# 24 hour day and night / humans' need for sleep



## TripleXBullies (Jun 20, 2013)

Is it coincidence that humans require about as much sleep as there is night time across most of the habitable portion of the globe? Not exactly, but day and night fit well with awake and asleep. If it's not coincidence, is it evolution? Any god could have left sleep out of the equation. If they fit together by design, why?

I haven't heard anything on the subject from either side I don't think.


----------



## SemperFiDawg (Jun 20, 2013)

I'm wondering who is going to be the first to challenge you to define coincidence, require, sleep, and/or habitable.  It's a question I have honestly never given any thought to.  Let me think on it.


----------



## swampstalker24 (Jun 20, 2013)

Would it not make sense for an organism to evolve to best fit it's environment.  I hear people say all the time that because earth has all the properties to make life for humans possible, then it must be proof that it was created for us.  But, could you imagine living beings flourishing in an environment that wasn't just right for them?


----------



## TripleXBullies (Jun 20, 2013)

I agree with that statement. Based on that statement we must have evolved to require that amount of sleep. I'd like to hear details on that because I have never heard them.


----------



## TripleXBullies (Jun 20, 2013)

Really?? I challenge your definition of wondering, is, on, and a.

require, sleep and habitable are loose enough. Coincidence would mean there is no specific reason.




SemperFiDawg said:


> I'm wondering who is going to be the first to challenge you to define coincidence, require, sleep, and/or habitable.  It's a question I have honestly never given any thought to.  Let me think on it.


----------



## SemperFiDawg (Jun 21, 2013)

TripleXBullies said:


> I agree with that statement. Based on that statement we must have evolved to require that amount of sleep. I'd like to hear details on that because I have never heard them.
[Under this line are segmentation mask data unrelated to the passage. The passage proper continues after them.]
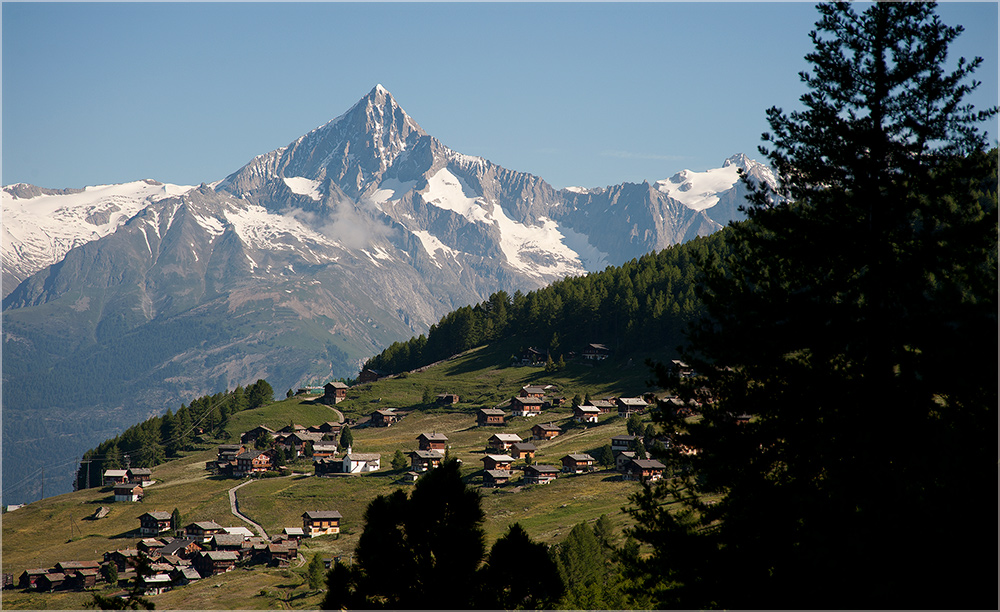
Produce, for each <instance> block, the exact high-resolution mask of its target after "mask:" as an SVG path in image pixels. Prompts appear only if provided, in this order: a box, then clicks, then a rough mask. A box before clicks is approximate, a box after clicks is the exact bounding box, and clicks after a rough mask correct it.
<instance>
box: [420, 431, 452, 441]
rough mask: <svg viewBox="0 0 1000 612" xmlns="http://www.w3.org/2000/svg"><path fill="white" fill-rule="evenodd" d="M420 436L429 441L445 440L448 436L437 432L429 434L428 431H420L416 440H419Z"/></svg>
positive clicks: (430, 433) (446, 440)
mask: <svg viewBox="0 0 1000 612" xmlns="http://www.w3.org/2000/svg"><path fill="white" fill-rule="evenodd" d="M421 438H422V439H424V440H428V441H430V442H447V441H448V436H446V435H444V434H439V433H430V434H428V433H422V434H420V435H419V436H417V439H418V440H420V439H421Z"/></svg>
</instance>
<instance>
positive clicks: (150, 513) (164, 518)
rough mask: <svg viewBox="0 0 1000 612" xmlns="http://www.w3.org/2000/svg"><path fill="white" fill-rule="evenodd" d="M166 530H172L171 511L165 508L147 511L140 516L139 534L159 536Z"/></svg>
mask: <svg viewBox="0 0 1000 612" xmlns="http://www.w3.org/2000/svg"><path fill="white" fill-rule="evenodd" d="M164 531H170V513H169V512H164V511H163V510H154V511H152V512H147V513H145V514H143V515H141V516H140V517H139V534H140V535H144V536H158V535H160V534H161V533H163V532H164Z"/></svg>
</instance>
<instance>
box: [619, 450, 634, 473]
mask: <svg viewBox="0 0 1000 612" xmlns="http://www.w3.org/2000/svg"><path fill="white" fill-rule="evenodd" d="M635 458H636V454H635V453H634V452H633V451H622V452H620V453H618V456H617V457H615V469H616V470H618V471H619V472H624V471H626V470H627V469H628V464H630V463H632V460H633V459H635Z"/></svg>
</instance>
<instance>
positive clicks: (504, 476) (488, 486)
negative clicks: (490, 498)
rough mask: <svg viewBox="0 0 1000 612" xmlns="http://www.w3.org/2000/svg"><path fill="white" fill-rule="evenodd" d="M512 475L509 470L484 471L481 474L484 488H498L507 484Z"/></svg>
mask: <svg viewBox="0 0 1000 612" xmlns="http://www.w3.org/2000/svg"><path fill="white" fill-rule="evenodd" d="M512 476H513V474H512V473H511V472H510V471H509V470H486V471H484V472H483V486H484V487H499V486H501V485H505V484H507V483H508V482H509V481H510V479H511V477H512Z"/></svg>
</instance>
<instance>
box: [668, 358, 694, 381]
mask: <svg viewBox="0 0 1000 612" xmlns="http://www.w3.org/2000/svg"><path fill="white" fill-rule="evenodd" d="M670 372H671V373H672V374H673V375H674V376H678V377H680V378H690V377H691V376H695V375H696V372H695V371H694V368H692V367H691V366H689V365H688V364H686V363H684V362H683V361H681V360H680V359H671V360H670Z"/></svg>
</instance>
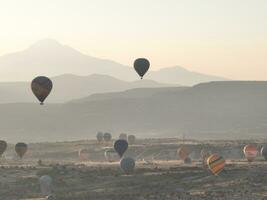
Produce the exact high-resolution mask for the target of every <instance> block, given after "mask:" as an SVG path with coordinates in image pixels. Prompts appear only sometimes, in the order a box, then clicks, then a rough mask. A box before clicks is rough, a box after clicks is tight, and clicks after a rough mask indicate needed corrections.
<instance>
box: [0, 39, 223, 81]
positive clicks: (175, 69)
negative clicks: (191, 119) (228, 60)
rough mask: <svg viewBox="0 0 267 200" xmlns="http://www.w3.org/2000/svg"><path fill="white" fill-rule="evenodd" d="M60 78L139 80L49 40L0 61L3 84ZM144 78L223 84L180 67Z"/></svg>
mask: <svg viewBox="0 0 267 200" xmlns="http://www.w3.org/2000/svg"><path fill="white" fill-rule="evenodd" d="M61 74H75V75H79V76H84V75H91V74H102V75H109V76H113V77H115V78H117V79H120V80H124V81H134V80H138V79H139V77H138V76H137V74H136V72H135V71H134V69H133V67H129V66H124V65H122V64H119V63H117V62H114V61H112V60H107V59H99V58H95V57H92V56H88V55H85V54H82V53H80V52H79V51H77V50H75V49H73V48H72V47H70V46H67V45H62V44H60V43H59V42H57V41H55V40H51V39H45V40H40V41H38V42H36V43H35V44H33V45H31V46H30V47H29V48H27V49H25V50H23V51H20V52H16V53H12V54H7V55H3V56H1V57H0V80H1V81H2V82H3V81H8V82H10V81H29V80H32V79H33V77H35V76H37V75H46V76H49V77H51V76H58V75H61ZM146 78H147V79H151V80H154V81H157V82H163V83H169V84H179V85H194V84H197V83H200V82H206V81H218V80H224V79H223V78H220V77H216V76H209V75H205V74H200V73H195V72H191V71H188V70H186V69H184V68H182V67H172V68H166V69H162V70H159V71H153V70H150V71H149V72H148V74H147V76H146Z"/></svg>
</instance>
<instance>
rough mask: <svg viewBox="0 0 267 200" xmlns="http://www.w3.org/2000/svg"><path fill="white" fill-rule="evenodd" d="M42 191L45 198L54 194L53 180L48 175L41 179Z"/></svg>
mask: <svg viewBox="0 0 267 200" xmlns="http://www.w3.org/2000/svg"><path fill="white" fill-rule="evenodd" d="M39 183H40V189H41V193H42V195H43V196H49V195H51V194H52V178H51V177H50V176H48V175H44V176H42V177H40V179H39Z"/></svg>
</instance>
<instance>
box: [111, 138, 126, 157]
mask: <svg viewBox="0 0 267 200" xmlns="http://www.w3.org/2000/svg"><path fill="white" fill-rule="evenodd" d="M114 149H115V150H116V151H117V153H118V154H119V156H120V157H122V156H123V154H124V153H125V152H126V150H127V149H128V142H127V141H126V140H117V141H116V142H115V143H114Z"/></svg>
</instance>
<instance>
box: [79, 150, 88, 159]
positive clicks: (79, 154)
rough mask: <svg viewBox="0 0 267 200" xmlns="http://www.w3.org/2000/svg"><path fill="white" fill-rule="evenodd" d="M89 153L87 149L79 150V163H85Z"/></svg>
mask: <svg viewBox="0 0 267 200" xmlns="http://www.w3.org/2000/svg"><path fill="white" fill-rule="evenodd" d="M89 156H90V151H89V150H88V149H81V150H80V151H79V158H80V160H81V161H86V160H88V159H89Z"/></svg>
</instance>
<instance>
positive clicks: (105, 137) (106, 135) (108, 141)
mask: <svg viewBox="0 0 267 200" xmlns="http://www.w3.org/2000/svg"><path fill="white" fill-rule="evenodd" d="M103 138H104V141H105V142H109V141H111V138H112V135H111V134H110V133H104V136H103Z"/></svg>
Shooting from the hip late on a Friday.  
Well if we evolved (and I certainly don't grant that) and the earliest humans were scavengers/hunter gatherers why didn't we develop a nocturnal circadian rhythm like most scavenger/hunter mammals where we would sleep in the day and hunt/scavenge at night.  What I wouldnt give to have the night vision of an owl.


----------



## drippin' rock (Jun 21, 2013)

SemperFiDawg said:


> Shooting from the hip late on a Friday.
> Well if we evolved (and I certainly don't grant that) and the earliest humans were scavengers/hunter gatherers why didn't we develop a nocturnal circadian rhythm like most scavenger/hunter mammals where we would sleep in the day and hunt/scavenge at night.  What I wouldnt give to have the night vision of an owl.



I think, unlike most popular theories, that we are designed to be more herbivore than carnivore.  Aren't most plant eaters nighttime sleepers?  So much emphasis is placed on the hunter portion of the equation.  I think it should be mostly on the gatherer side.


----------